Alana terkejut bukan main, matanya membola, dia tidak menyangka bahwa Ira akan menilainya serendah itu.
"Tidak Mbak, bukan begitu, Mbak salah paham." geleng Alana mencoba membela diri.
"Salah paham apanya? Sudah jelas aku melihatmu berciuman dengan Tuan Azzam." sergah Ira.
"Ingat Alana, kamu itu seorang wanita, jangan merendahkan dirimu sendiri di depan pria seperti dia. Orang kaya seperti itu tidak akan pernah menghargaimu. Setelah dia puas, dia akan membuangmu seperti sampah."
Bukan tanpa alasan Ira marah sampai sekeras ini. Dia sudah menganggap Alana seperti adiknya sendiri, dia tidak ingin gadis itu dimanfaatkan oleh pria kaya yang biasanya hanya mencari kepuasaan sesaat dari sekretaris secantik Alana.
Alana tiba-tiba mengerjap, kini dia mengerti maksud ucapan Ira itu.
Alana sontak tersenyum dan meraih tangan wanita itu. "Aku tau Mbak khawatir padaku, tapi sayangnya kekhawatiran Mbak itu salah. Aku tidak menggoda Azzam dan dia juga tidak memanfaatkan aku seperti yang Mbak pikirkan."
Ira mengerutkan kening mendengar itu. "Seyakin itu kamu padanya?"
"Hmm... Aku sangat yakin." angguk Alana.
"Bodoh kamu Al, aku tau persis kelakuan pria kaya seperti dia. Tapi ya sudahlah, terserah kamu saja, jika disakiti maka tanggung sendiri akibatnya!" geram Ira geleng-geleng kepala.
"Tidak, Azzam tidak seperti itu. Dia sangat mencintaiku, mana mungkin dia tega menyakiti istrinya sendiri."
Deg...
Ira terkesiap mendengar kata-kata terakhir yang diucapkan Alana.
"Istri?" desis Ira mengulangi kata itu, tentu saja dia sangat terkejut.
Alana sontak tersenyum dan memeluk lengan Ira. "Ya, aku istrinya dan dia suamiku.
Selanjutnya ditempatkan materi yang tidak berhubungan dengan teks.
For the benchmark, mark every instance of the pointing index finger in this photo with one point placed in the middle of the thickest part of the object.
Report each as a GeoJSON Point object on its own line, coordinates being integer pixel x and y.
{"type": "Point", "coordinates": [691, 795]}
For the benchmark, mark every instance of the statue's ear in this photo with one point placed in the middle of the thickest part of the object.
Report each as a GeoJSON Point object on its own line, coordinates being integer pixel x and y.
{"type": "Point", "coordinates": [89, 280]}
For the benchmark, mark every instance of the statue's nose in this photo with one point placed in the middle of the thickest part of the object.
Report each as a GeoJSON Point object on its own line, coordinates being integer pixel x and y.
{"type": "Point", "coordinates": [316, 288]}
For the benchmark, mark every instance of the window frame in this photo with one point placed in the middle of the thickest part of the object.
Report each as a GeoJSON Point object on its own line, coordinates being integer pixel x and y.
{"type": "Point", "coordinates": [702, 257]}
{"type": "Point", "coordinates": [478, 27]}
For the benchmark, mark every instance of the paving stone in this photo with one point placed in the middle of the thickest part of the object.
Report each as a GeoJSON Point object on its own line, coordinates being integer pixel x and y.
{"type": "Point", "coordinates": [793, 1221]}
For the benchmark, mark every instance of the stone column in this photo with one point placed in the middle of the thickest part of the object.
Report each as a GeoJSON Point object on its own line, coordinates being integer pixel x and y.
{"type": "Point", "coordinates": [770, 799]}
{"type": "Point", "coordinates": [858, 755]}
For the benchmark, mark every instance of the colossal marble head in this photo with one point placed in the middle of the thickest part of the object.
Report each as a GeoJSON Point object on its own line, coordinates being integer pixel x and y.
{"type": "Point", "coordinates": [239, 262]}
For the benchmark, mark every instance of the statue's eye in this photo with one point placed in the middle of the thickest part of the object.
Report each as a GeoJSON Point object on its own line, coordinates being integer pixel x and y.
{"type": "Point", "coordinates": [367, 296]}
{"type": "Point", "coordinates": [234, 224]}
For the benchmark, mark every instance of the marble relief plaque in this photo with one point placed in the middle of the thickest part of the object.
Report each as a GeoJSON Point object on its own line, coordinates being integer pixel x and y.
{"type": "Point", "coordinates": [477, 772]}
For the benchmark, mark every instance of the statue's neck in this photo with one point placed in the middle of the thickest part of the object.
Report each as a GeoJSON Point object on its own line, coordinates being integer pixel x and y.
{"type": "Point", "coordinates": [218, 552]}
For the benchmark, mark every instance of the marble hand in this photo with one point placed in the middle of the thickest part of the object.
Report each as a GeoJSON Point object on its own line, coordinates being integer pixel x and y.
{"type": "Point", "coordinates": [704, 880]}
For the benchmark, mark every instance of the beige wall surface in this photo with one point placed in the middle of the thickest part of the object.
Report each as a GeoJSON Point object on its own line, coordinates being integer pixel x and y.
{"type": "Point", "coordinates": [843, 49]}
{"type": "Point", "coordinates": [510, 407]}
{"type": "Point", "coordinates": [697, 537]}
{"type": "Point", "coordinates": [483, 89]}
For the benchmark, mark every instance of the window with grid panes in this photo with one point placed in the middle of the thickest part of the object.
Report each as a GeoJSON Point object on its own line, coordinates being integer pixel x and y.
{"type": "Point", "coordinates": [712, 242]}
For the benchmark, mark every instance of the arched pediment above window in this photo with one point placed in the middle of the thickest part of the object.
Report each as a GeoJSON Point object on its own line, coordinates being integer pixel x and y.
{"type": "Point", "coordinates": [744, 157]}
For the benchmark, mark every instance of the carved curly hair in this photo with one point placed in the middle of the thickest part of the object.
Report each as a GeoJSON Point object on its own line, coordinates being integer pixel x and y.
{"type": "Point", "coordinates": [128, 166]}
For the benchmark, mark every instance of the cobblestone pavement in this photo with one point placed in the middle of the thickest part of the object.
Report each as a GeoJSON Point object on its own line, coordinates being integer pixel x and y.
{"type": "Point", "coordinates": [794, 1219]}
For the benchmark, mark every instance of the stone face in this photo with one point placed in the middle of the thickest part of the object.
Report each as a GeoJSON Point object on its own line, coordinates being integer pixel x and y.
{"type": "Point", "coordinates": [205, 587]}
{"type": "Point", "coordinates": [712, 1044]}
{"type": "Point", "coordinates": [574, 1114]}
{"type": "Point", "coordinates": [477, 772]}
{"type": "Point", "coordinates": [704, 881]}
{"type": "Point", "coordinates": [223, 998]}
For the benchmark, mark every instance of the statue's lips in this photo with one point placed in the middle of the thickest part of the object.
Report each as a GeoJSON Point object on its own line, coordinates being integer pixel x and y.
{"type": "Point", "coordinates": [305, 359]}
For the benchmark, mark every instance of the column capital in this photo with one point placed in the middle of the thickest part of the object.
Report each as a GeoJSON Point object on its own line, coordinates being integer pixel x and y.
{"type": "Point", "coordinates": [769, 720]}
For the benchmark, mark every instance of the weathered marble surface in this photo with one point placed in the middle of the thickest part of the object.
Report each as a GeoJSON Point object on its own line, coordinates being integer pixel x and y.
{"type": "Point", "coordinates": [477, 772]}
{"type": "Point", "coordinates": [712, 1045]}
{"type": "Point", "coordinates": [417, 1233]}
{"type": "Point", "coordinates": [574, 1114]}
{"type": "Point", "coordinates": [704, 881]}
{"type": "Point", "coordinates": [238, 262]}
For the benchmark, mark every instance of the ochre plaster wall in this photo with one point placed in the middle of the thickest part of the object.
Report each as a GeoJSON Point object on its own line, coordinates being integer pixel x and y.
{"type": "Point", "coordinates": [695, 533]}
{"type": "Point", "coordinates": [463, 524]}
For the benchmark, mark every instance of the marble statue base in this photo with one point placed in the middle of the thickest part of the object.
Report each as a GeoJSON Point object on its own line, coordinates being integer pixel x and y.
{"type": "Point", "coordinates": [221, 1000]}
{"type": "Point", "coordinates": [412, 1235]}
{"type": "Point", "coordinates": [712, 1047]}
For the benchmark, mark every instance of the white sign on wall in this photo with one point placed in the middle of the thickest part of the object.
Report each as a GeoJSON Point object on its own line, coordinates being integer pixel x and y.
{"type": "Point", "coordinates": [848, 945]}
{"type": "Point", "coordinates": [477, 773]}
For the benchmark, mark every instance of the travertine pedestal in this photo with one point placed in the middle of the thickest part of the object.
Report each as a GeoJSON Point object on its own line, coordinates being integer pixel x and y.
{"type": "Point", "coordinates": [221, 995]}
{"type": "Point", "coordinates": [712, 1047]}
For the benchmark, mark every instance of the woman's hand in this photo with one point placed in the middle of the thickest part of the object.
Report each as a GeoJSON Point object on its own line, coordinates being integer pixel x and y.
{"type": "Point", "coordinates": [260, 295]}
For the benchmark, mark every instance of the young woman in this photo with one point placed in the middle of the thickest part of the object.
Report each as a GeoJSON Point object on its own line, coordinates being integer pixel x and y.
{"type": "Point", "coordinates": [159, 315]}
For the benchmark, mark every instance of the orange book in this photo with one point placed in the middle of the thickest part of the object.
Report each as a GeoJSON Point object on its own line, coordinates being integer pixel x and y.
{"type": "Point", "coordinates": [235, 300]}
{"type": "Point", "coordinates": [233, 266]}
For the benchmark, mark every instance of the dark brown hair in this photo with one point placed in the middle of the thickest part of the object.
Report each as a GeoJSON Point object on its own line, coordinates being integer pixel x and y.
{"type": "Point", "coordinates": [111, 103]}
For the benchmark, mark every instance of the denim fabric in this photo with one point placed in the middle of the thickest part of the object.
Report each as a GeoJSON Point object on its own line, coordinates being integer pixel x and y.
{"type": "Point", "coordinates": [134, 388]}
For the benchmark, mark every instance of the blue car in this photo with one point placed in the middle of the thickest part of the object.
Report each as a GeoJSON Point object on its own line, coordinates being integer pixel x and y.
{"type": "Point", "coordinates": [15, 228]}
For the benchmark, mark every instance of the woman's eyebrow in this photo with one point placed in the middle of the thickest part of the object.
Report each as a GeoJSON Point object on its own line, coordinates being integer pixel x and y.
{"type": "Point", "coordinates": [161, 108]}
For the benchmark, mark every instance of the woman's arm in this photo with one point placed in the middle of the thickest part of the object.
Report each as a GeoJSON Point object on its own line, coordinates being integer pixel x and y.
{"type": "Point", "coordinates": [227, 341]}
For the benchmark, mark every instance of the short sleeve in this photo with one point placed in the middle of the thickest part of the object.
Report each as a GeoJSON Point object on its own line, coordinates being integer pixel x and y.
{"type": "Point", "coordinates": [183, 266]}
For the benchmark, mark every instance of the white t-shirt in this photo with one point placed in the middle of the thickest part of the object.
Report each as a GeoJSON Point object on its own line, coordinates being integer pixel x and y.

Kami sudah menikah sebelum aku bekerja di kantor ini."
Alana pun menceritakan semuanya pada Ira. Meski pada awalnya Alana tidak menginginkan pernikahan itu, seiring berjalannya waktu dia mulai merasa nyaman berada di sisi Azzam.
Ira benar-benar syok mendengar itu, dia sampai menjitak kepala Alana karena merasa dibohongi.